Introduction

Empathy is an ambiguous concept [1] that has been portrayed as a notion hard to define and measure [2]. Multiple definitions exist, but the one adapted for the patient care context is: “predominantly a cognitive attribute that involves an understanding of patients’ concerns, the capacity to communicate this understanding, and an intention to help” [1, 3]. It is divided into three components: affective or emotional, cognitive, and somatic. In this paper, empathy will refer to emotional empathy.

Previous studies have established that empathy is the cornerstone of the relationship between the healthcare provider and the patient [1, 4]. Indeed, greater empathy was linked to better patient compliance [5, 6], more accurate diagnosis [7] and prognosis [8], and increased patient satisfaction [6]. Among the various categories of healthcare professionals, community pharmacists are considered to be the most accessible 5. Previous findings showed that pharmacists who can communicate empathetically build a good rapport with patients, thus improving patient outcomes [9].

Evidence showed a negative association between empathy and burnout, higher empathy being associated with lower levels of burnout [10, 11], noting that burnout includes mental exhaustion, negative attitudes, and physical depletion. Moreover, the increased psychological distress among healthcare providers is related to decreased empathy and, consequently, alters the quality of care provided [12]. Furthermore, higher depressive symptoms have been correlated with lower empathy, suggesting that efforts to reduce depression may improve levels of empathy [13]. Also, good quality of sleep and recreational activities and exercise were also associated with higher empathy [14].

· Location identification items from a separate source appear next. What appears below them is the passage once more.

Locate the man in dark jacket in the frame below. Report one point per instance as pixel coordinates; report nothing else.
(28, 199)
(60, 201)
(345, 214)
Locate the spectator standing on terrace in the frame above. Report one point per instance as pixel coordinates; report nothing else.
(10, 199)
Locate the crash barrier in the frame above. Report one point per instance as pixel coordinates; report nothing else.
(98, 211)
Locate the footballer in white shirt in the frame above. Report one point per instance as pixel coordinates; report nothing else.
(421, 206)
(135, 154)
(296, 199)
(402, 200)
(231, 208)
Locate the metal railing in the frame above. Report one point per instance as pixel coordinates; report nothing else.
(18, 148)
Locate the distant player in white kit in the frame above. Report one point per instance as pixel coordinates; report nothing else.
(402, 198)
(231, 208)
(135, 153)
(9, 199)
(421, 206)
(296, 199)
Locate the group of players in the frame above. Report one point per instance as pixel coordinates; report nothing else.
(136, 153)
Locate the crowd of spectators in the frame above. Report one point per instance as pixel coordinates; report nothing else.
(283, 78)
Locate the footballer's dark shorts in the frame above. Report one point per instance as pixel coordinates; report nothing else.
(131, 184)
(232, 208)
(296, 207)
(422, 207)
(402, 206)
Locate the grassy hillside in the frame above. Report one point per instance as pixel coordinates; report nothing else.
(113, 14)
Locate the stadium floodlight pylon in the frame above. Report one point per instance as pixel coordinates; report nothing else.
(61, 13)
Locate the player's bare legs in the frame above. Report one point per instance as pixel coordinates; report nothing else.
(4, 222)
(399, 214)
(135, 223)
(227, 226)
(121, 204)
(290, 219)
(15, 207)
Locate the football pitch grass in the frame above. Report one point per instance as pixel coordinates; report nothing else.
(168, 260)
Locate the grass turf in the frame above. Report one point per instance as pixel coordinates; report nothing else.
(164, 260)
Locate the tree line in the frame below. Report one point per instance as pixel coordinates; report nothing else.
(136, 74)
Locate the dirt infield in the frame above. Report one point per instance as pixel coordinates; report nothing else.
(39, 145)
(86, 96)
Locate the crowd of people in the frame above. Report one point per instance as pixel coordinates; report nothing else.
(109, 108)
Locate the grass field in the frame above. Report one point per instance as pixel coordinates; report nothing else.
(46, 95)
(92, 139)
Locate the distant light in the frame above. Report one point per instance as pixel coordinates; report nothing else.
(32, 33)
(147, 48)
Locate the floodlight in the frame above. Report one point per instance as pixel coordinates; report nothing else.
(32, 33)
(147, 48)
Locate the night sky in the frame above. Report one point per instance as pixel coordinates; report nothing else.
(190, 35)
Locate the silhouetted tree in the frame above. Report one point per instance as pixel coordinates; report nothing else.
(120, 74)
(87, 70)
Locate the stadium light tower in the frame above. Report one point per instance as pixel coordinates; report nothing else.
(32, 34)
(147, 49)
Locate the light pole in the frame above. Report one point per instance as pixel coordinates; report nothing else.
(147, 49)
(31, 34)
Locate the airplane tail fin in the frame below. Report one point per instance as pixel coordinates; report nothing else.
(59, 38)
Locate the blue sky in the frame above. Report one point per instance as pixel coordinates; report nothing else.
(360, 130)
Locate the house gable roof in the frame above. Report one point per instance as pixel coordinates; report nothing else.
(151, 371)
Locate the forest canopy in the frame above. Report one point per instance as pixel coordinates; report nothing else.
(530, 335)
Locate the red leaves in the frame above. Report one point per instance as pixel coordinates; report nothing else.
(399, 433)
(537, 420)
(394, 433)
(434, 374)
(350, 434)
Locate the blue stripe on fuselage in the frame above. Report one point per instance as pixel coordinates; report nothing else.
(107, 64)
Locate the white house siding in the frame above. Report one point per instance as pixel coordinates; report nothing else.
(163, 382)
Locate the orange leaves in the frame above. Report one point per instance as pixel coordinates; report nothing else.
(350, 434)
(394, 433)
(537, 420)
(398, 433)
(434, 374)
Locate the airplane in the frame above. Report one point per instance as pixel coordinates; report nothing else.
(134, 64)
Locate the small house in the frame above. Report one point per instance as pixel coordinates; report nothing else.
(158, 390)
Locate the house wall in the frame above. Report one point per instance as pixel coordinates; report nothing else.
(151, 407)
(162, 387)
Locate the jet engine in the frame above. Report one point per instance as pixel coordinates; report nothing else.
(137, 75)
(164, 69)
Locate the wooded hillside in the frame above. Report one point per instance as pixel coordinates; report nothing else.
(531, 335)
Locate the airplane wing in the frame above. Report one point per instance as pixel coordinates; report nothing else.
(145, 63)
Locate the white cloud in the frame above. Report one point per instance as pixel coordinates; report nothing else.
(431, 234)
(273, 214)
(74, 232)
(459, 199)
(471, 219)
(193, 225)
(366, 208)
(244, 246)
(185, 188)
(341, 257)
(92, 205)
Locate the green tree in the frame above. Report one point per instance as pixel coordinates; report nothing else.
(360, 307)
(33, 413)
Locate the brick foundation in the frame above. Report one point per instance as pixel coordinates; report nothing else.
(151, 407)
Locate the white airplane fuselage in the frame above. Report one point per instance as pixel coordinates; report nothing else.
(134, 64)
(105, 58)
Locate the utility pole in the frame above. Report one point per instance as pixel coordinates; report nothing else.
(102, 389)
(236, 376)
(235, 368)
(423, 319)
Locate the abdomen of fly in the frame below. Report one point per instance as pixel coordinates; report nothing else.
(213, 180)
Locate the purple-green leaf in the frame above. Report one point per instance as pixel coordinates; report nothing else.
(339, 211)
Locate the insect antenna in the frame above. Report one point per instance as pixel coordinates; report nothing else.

On the other hand, the relationship between empathy and gender showed that women had higher empathy levels compared to men, to a nearly significant degree [15, 16]. Although empathy is essential for patient care, it declines as medical students progress through training [17]. However, evaluations of the relationship between age and empathy among healthcare professionals, reveal that older practitioners have a higher level of empathy, mainly attributed to the maturity acquired over the years [18].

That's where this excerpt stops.